4. Chickens see fast movement better than humans
Chickens have better motion sensing ability than humans because of special structures in their retina called double cones. To a chicken, a fluorescent light flickers like a strobe light.
5. Chickens don’t see well in low light
Chickens’ eyes have fewer rods than humans, so their ability to see in low light is not nearly as good as ours.
6. Chickens eyelids close from bottom to top. And sideways.
Chickens close their eyes by moving their bottom eyelid up towards their top lid, and hardly move their upper lid at all.
Chickens also have a third eyelid, called a nictitating membrane. It’s a semi-transparent membrane underneath her eyelids, and it slides sideways across the eye from the front corner of her eye. It helps clean her eyeball, and protect her eye from dust and dirt.
7. Baby chicks see better than baby humans.
Baby chicks can see as well as an adult chicken. They even have colour preferences – they prefer red and orange rather than green or blue.
8. Chickens see in tetrachromatic colour.
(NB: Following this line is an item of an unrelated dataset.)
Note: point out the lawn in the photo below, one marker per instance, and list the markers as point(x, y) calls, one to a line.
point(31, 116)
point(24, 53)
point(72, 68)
Chickens see more colour than we do. We can see in colour because we have three kinds of specialised cones in our retina. The cones contain opsin proteins which are sensitive to light at three different wavelengths – red, green and blue – that’s called “trichromatic”. Chickens have “tetrachromatic” colour vision - sensitive to red, green and blue, but also the very short violet and even ultraviolet wavelengths.
Seeing ultraviolet means they see everything differently. Even when the male and female birds look the same in our colour spectrum, they can look different when the ultraviolet spectrum is included. The down of a healthy baby chick reflects more ultraviolet than a chick who is not so well. The mother hen can tell which chicks are healthy just by looking.
9. Even blind chickens can see light
The amount of light that a chicken is exposed to affects their egg laying – during the long bright days of summer they lay more eggs than in the short dull days of winter. And this is true even if the chicken is blind! She can sense light reaching her pineal gland right through her skull.
The pineal gland is located under her skull in the middle of her head. The pineal gland releases melatonin in response to periods of darkness, and switches off melatonin release on exposure to light. And the chicken’s skull is thin enough so that this organ can sense light and darkness right through the skin and bone. So even a blind chicken still responds to the seasonal change of light by coming into lay in the spring.
10. Chickens prefer beautiful humans.
And if all of this is making you wonder how beautiful you look to your chickens, then you might be surprised to know that it’s about as beautiful as you look to other people. A study in 2002 tested the preference of chickens for human faces. Surprisingly enough, the chickens showed the same preference for symmetrical faces that humans do.